App mit hoher Treffgenauigkeit
Beim SkinScreener genügt ein Smartphone-Foto der verdächtigen Stelle, um die künstliche Intelligenz feststellen zu lassen, ob es Anlass zur Sorge gibt. Die App berücksichtigt Faktoren wie Größe, Farbe und Form und erkennt Hinweise auf Krebsvorstufen sowie Strukturelemente bösartiger Läsionen wie Plattenepithelkarzinome, Melanome, Basaliome und Morbus Bowen. Innerhalb von Sekunden gibt ein Ampelsystem Auskunft, ob ein geringes, mittleres oder hohes Risiko besteht. Je nach Ergebnis wird ein Besuch beim Dermatologen bzw. der Dermatologin nahegelegt. Die Treffgenauigkeit ist hoch, wie eine im Fachjournal PLOS One veröffentlichte Studie der Medizinischen Universität Graz nachgewiesen hat. Gestützt auf Bilder von Hautläsionen realer Patient*innen, attestierte diese dem SkinScreener eine Sensitivität und Spezifität von jeweils um die 98 Prozent. Das Start-up medaia, das Tripolt zusammen mit Kolleg*innen und Techniker*innen gegründet hat, hat die App 2020 auf den Markt gebracht.

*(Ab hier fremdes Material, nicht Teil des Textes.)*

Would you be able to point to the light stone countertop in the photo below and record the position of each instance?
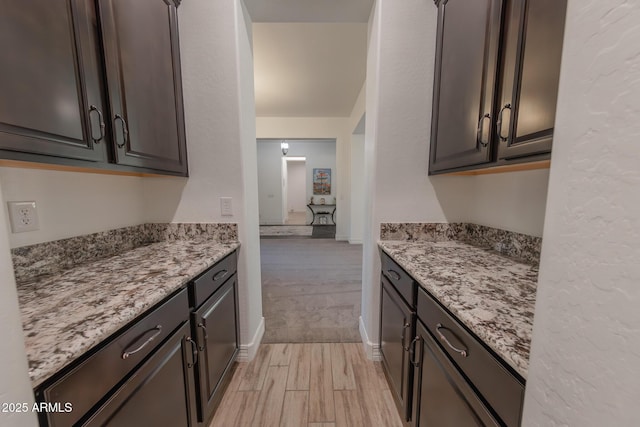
(64, 315)
(494, 296)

„Es gibt viele Apps, die sich mit dem Thema beschäftigen, aber ganz wenige, die als Medizinprodukt zertifiziert sind.“
Prescreening und Intervallkontrolle
„Es gibt viele Apps, die sich mit dem Thema beschäftigen, aber ganz wenige, die als Medizinprodukt zertifiziert sind“, sagt medaia-Geschäftsführer Albin Skasa. „Derzeit haben wir als Einzige im Consumer-Bereich eine EU-weite Medizinprodukte-Zertifizierung der Klasse IIa auf Basis einer künstlichen Intelligenz.“ Menschen in acht EU-Ländern hätten bisher etwa 750.000 Scans über die App generiert. „Das Schöne ist“, so Tripolt, „dass wir bereits unter jenen, die diese angefertigt haben, um die 30.000 rechtzeitig in dermatologische Behandlung bringen und ihnen somit fatale Spätfolgen ersparen konnten.“ Natürlich ersetze der SkinScreener keinesfalls den regelmäßigen Kontrolltermin beim Dermatologen oder bei der Dermatologin, betont Tripolt. Die Diagnosemöglichkeiten der Dermatolog*innen wie Auflichtmikroskopie, 3-D-Ansicht, Probenentnahme und nicht zuletzt die ausführliche Anamnese seien unverzichtbar. „Wir sehen die App als Prescreening.“
Wofür also eignet sich der SkinScreener konkret? Etwa als schneller Check, wenn jemand beunruhigt sei, aber nicht schnell an einen Termin kommen könne, nennt Tripolt ein Beispiel. „In ländlichen Gebieten, wo Facharztpraxen dünn gesät sind, kann das durchaus eine Rolle spielen.“ Auch Menschen mit erhöhtem Risiko und Patient*innen mit einschlägigen Vorerkrankungen könne es nützen, ein unkompliziertes Tool zur regelmäßigen Selbstkontrolle zur Hand zu haben. „Und nicht zuletzt kann es Hausärzt*innen als Augmentationssystem für Zuweisungen zu den Fachärzt*innen dienen.“ Bislang ist SkinScreener neben Österreich in Deutschland, England, Irland, Frankreich, Spanien, Italien und Portugal vertreten. Zurzeit bemüht sich die medaia GmbH, ihre Fühler auch nach Übersee auszustrecken. „In Ländern wie Australien – mit der höchsten Hautkrebsrate der Welt – oder Neuseeland ist der Bedarf ja noch größer als bei uns“, erklärt Geschäftsführer Skasa die Zukunftspläne.
Text: Uschi Sorz
Fotos: © Werner Stieber, © Medaia
Michael Tripolt, OA Dr., MPH
Michael Tripolt hat an der Universität Graz und der University of Cambridge, Großbritannien, Medizin studiert und an der Universitätsklinik Graz seine Facharztausbildung in Chirurgie gemacht. Zugleich hat er an der Universität Graz und der MedUni Graz das Masterstudium in Public Health absolviert. Seit 2006 ist er Oberarzt an der Chirurgie des LKH Graz, seit 2008 stellvertretender Leiter der Hautchirurgie an der Grazer Universitätsklinik für Dermatologie und Venerologie. Seit 2012 ist er auch Facharzt für Haut- und Geschlechtskrankheiten. Er ist Mitglied des Landessanitätsrats für die Steiermark und der steirischen Landesgesundheitsplattform und betreibt eine dermatologische Facharztpraxis in Graz.